Wear a mask or respirator to keep yourself from inhaling dust or asbestos fibers while removing vinyl siding around windows. It is also important that you wear a pair of gloves; it will keep you from being scraped by the sharp tools you are using.
Types of Material You Can Use for Window Casing
While you can use most of the tips we have shared here to install any type of window casing, the specific process may vary depending on the material used to make your casing. It is, therefore, important that you follow the manufacturer’s guidelines specific to your product if you are installing window casing made from the following material:
If you love the look and feel of natural wood, then wood casing would be an excellent option for your window. You can paint it to match the color of your vinyl siding without losing its natural and rustic characteristics.
If you plan on adding a coat of paint to the wood, however, it’s best to go for primed wood options. It will save you installation time because the initial step of priming will already have been done for you.
Wood casing often comes in a wide variety of hardwood species including oak, pine, fir, aspen, and poplar. Each has a unique style and installation can vary based on the characteristics of the wood.

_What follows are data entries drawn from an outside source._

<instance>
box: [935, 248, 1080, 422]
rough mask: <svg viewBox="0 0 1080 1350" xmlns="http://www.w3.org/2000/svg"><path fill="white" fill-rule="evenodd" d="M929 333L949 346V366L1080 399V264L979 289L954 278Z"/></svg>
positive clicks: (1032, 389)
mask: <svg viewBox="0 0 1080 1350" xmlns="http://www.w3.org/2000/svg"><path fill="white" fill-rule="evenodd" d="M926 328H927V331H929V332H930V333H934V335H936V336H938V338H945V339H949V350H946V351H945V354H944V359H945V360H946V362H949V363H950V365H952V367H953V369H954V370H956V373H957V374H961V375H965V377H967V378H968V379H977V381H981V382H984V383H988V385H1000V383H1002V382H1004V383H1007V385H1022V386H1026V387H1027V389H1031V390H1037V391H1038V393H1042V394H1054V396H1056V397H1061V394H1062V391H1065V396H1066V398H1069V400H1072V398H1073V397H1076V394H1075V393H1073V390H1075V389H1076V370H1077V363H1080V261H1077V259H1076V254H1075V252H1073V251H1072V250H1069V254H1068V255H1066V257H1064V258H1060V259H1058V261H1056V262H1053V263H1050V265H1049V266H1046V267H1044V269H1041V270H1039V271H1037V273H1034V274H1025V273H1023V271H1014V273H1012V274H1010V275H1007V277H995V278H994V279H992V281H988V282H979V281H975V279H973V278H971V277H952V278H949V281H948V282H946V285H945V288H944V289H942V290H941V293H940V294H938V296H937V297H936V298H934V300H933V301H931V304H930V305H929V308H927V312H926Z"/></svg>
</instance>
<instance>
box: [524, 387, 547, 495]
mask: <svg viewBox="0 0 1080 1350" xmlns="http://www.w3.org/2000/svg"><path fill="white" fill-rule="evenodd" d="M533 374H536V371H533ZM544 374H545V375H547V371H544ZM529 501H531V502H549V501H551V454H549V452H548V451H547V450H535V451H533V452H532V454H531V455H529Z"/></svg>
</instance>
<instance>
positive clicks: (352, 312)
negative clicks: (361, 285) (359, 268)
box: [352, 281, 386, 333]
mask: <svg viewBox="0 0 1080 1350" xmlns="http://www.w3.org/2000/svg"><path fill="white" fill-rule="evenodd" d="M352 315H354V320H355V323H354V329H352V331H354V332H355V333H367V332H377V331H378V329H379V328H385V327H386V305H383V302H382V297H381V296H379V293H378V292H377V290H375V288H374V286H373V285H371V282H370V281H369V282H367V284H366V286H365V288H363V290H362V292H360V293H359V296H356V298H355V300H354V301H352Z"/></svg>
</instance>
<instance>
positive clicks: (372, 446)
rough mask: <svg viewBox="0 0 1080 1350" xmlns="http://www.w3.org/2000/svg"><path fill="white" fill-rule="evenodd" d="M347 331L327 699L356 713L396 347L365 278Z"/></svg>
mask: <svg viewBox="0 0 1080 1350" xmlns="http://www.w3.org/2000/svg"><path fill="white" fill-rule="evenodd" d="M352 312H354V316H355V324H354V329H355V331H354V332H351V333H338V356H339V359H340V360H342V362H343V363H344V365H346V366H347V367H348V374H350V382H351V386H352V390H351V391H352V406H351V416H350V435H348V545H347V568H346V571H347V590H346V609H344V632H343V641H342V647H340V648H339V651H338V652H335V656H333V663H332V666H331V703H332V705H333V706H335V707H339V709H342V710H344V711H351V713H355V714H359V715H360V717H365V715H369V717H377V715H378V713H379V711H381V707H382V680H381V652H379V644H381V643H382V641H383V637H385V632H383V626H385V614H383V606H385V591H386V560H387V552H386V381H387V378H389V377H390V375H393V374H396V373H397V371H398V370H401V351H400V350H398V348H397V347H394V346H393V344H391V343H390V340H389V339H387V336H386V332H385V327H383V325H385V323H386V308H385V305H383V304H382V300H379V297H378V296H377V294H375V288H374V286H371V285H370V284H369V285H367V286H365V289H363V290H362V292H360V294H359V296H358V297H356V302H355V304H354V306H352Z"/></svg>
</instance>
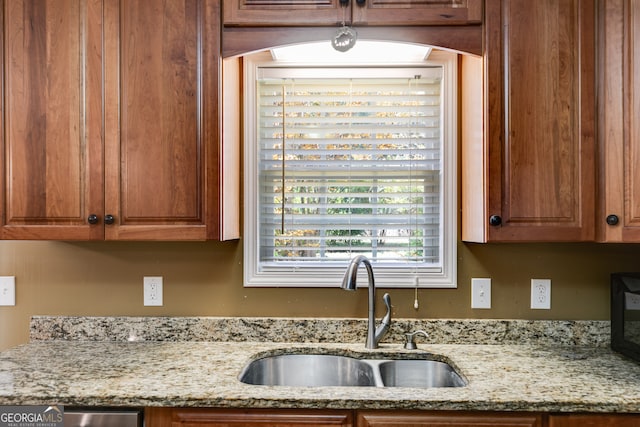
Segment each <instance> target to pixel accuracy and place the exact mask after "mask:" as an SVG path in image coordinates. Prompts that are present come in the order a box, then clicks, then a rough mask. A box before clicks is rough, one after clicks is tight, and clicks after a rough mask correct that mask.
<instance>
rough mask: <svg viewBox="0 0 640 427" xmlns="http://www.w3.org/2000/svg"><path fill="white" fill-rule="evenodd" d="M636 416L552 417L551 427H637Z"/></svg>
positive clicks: (611, 415)
mask: <svg viewBox="0 0 640 427" xmlns="http://www.w3.org/2000/svg"><path fill="white" fill-rule="evenodd" d="M638 425H640V417H639V416H638V415H636V414H626V415H624V414H600V415H599V414H562V415H550V416H549V427H637V426H638Z"/></svg>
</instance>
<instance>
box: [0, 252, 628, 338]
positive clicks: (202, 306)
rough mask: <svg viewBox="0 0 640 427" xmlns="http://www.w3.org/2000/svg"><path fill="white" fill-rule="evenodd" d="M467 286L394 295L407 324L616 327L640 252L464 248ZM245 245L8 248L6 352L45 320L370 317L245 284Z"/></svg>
mask: <svg viewBox="0 0 640 427" xmlns="http://www.w3.org/2000/svg"><path fill="white" fill-rule="evenodd" d="M458 252H459V253H458V263H459V266H458V288H457V289H446V290H445V289H422V290H420V291H419V299H420V309H419V310H418V311H416V310H414V309H413V293H414V291H413V290H412V289H401V290H391V291H390V292H389V293H390V294H391V298H392V303H393V307H394V315H395V316H396V317H406V318H414V317H416V318H521V319H543V318H544V319H608V318H609V293H608V292H609V274H610V273H611V272H614V271H622V270H626V271H633V270H640V263H639V262H638V261H639V260H640V246H637V245H611V244H573V243H571V244H557V243H556V244H487V245H481V244H460V245H459V248H458ZM241 263H242V245H241V243H239V242H226V243H219V242H206V243H138V242H135V243H126V242H100V243H62V242H26V241H25V242H22V241H17V242H16V241H3V242H0V275H15V276H16V299H17V305H16V306H15V307H0V349H5V348H8V347H11V346H14V345H16V344H20V343H24V342H26V341H27V340H28V332H29V331H28V325H29V318H30V316H31V315H34V314H45V315H106V316H116V315H142V316H157V315H161V316H164V315H166V316H273V317H275V316H293V317H305V316H318V317H322V316H324V317H365V316H366V299H367V298H366V291H365V290H359V291H358V292H356V293H355V294H354V293H347V292H344V291H342V290H340V289H284V288H282V289H254V288H251V289H250V288H244V287H243V286H242V265H241ZM145 275H161V276H163V277H164V300H165V304H164V306H163V307H144V306H143V305H142V277H143V276H145ZM471 277H491V278H492V280H493V309H491V310H472V309H471V308H470V284H469V282H470V278H471ZM531 278H550V279H552V309H551V310H530V309H529V292H530V289H529V281H530V279H531Z"/></svg>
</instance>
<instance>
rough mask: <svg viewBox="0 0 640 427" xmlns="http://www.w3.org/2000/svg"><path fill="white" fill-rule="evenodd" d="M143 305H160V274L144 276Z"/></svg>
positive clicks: (148, 305)
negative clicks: (143, 296)
mask: <svg viewBox="0 0 640 427" xmlns="http://www.w3.org/2000/svg"><path fill="white" fill-rule="evenodd" d="M143 283H144V305H146V306H161V305H162V276H145V277H144V280H143Z"/></svg>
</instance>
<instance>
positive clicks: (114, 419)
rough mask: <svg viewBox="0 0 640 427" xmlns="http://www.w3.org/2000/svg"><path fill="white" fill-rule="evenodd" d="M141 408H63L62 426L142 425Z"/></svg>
mask: <svg viewBox="0 0 640 427" xmlns="http://www.w3.org/2000/svg"><path fill="white" fill-rule="evenodd" d="M142 424H143V416H142V410H141V409H129V408H126V409H125V408H110V409H93V408H71V409H67V408H65V410H64V427H142Z"/></svg>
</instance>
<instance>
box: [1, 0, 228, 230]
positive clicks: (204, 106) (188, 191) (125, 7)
mask: <svg viewBox="0 0 640 427" xmlns="http://www.w3.org/2000/svg"><path fill="white" fill-rule="evenodd" d="M0 4H1V6H2V7H1V9H2V14H3V18H4V19H3V22H4V28H3V31H2V49H3V51H4V56H3V58H4V63H3V64H2V67H1V70H2V73H3V75H2V78H3V82H4V87H5V88H6V90H5V92H4V93H3V97H2V108H3V112H4V117H5V120H4V121H3V122H2V127H3V129H2V130H3V132H2V140H1V142H0V143H1V144H2V150H0V153H1V154H0V156H1V157H0V160H1V162H0V170H2V174H1V176H2V179H3V182H2V185H0V191H2V192H3V194H2V196H3V197H2V204H1V205H0V210H1V214H2V226H1V228H0V238H3V239H54V240H91V239H108V240H111V239H115V240H194V239H197V240H205V239H214V238H217V236H218V216H219V212H218V211H219V203H218V196H217V191H218V174H219V173H220V171H219V170H218V166H217V162H218V157H217V156H218V154H217V141H218V135H217V134H218V128H217V120H218V106H217V102H218V99H217V87H218V81H217V69H218V60H219V53H218V52H219V49H220V47H219V28H220V27H219V3H218V0H184V1H172V2H164V1H160V0H135V1H126V2H118V1H101V0H50V1H46V2H43V1H40V0H10V1H8V0H7V1H4V2H0ZM109 216H111V218H112V221H109ZM109 222H112V223H109Z"/></svg>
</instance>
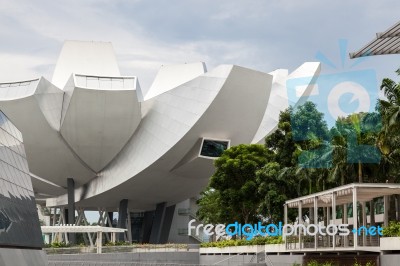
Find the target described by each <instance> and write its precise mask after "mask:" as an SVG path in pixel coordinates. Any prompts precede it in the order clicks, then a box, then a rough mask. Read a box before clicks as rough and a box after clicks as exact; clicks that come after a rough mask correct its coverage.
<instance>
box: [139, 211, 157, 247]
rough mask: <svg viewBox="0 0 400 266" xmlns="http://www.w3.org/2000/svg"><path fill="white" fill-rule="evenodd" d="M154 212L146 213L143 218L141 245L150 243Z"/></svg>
mask: <svg viewBox="0 0 400 266" xmlns="http://www.w3.org/2000/svg"><path fill="white" fill-rule="evenodd" d="M153 219H154V212H153V211H147V212H145V213H144V217H143V232H142V233H143V237H142V243H150V234H151V228H152V226H153Z"/></svg>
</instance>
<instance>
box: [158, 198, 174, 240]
mask: <svg viewBox="0 0 400 266" xmlns="http://www.w3.org/2000/svg"><path fill="white" fill-rule="evenodd" d="M174 213H175V205H172V206H169V207H167V209H166V210H165V217H164V223H163V224H162V227H161V235H160V244H166V243H168V237H169V231H170V230H171V224H172V219H173V218H174Z"/></svg>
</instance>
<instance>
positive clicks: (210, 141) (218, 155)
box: [200, 139, 230, 158]
mask: <svg viewBox="0 0 400 266" xmlns="http://www.w3.org/2000/svg"><path fill="white" fill-rule="evenodd" d="M229 144H230V141H229V140H215V139H203V142H202V145H201V148H200V156H201V157H208V158H218V157H220V156H221V155H222V153H223V152H224V151H225V150H226V149H228V148H229Z"/></svg>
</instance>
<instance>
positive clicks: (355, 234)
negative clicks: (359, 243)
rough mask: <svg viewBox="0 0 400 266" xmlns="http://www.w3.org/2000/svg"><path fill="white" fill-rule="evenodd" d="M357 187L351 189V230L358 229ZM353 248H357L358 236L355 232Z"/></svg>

Wood composite casings are made from wood that has been factory-engineered to look exactly like natural wood. This result is achieved by blending wood fibers with resins and topping the end product with wax.
Good thing about wood composite is that it can be manufactured to mimic any grain of natural wood. If you have rustic vinyl siding and want to avoid the hard work that goes into prepping natural wood window casing, then wood composite casing would work great for you.
Made from solid polystyrene foam, this material is another excellent option for window casing that can be painted with water-based paint to enhance aesthetics.
It is lightweight and much easier to cut than the natural wood and wood composite. Not just that; it can be glued-down, eliminating the need for driving nails into your wall. The only downside is that it is less durable than any of the trim materials we have discussed above.
If you want a window casing that perfectly complements vinyl siding, this is it. Vinyl siding is made from plastic polymer and is one of the most popular materials for window casing today. It is durable, stylish, and comes in a wide range of colors so you don’t need to paint it.
While there are several materials that you could use for window casing, when working on a house with vinyl siding, it would make more sense to install casing made from a similar material.
And looking at our installation guide above, you can see that the process is not difficult at all. All you need to do is remove the surrounding siding and snap the casing in place. If you are installing a different material, use the instructions provided by the manufacturer.